Like Ruby, elixir is also dynamically typed, which means type-checking doesn’t happen during a build step. Types get checked at runtime.
Elixir is very fast.
The syntax is quite similar to Ruby, but in a functional paradigm.
Modules
Elixir is a functional-programming language and requires all named functions to be defined in a module. The defmodule keyword is used to define a module. All modules are available to all other modules at runtime and do not require an access modifier to make them visible to other parts of the program. A module is analogous to a class in other programming languages.
defmodule Calculator do
# ...
end
Naming Conventions
- Module names should use PascalCase.
- A module name must start with an uppercase letter A-Z and can contain letters a-zA-Z, numbers 0-9, and underscores _.
- Variable and function names should use snake_case.

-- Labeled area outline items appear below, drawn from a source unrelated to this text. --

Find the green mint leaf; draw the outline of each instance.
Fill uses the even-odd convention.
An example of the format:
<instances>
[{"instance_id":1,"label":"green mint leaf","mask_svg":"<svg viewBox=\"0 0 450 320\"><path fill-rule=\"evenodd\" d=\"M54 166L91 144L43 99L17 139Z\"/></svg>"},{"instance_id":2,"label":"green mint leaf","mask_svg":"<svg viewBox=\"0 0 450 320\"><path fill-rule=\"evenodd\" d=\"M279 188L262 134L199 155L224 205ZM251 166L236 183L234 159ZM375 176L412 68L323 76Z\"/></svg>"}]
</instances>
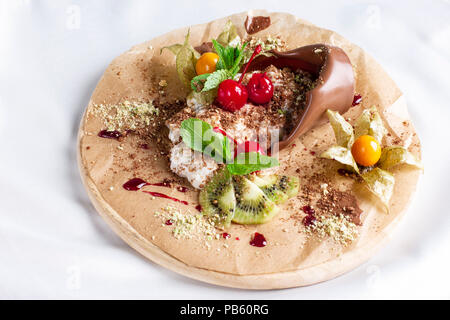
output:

- A variable or function name must start with a lowercase letter a-z or an underscore _, can contain letters a-zA-Z, numbers 0-9, and underscores _, and might end with a question mark ? or an exclamation mark !.
Standard lib
Elixir has a very robust standard lib, which can be browsed here.
Most primitive data types have a strong standard lib module to go along with them, e.g., String
module for common string stuff, Integer
module for common integer stuff.
There’s also a really nice (allegedly!) module called Kernel
, which provides the basic capabilities on top of which the rest of the standard library is built, like arithmetic operators, control-flow macros, etc. This module is globally available, you don’t need to import it.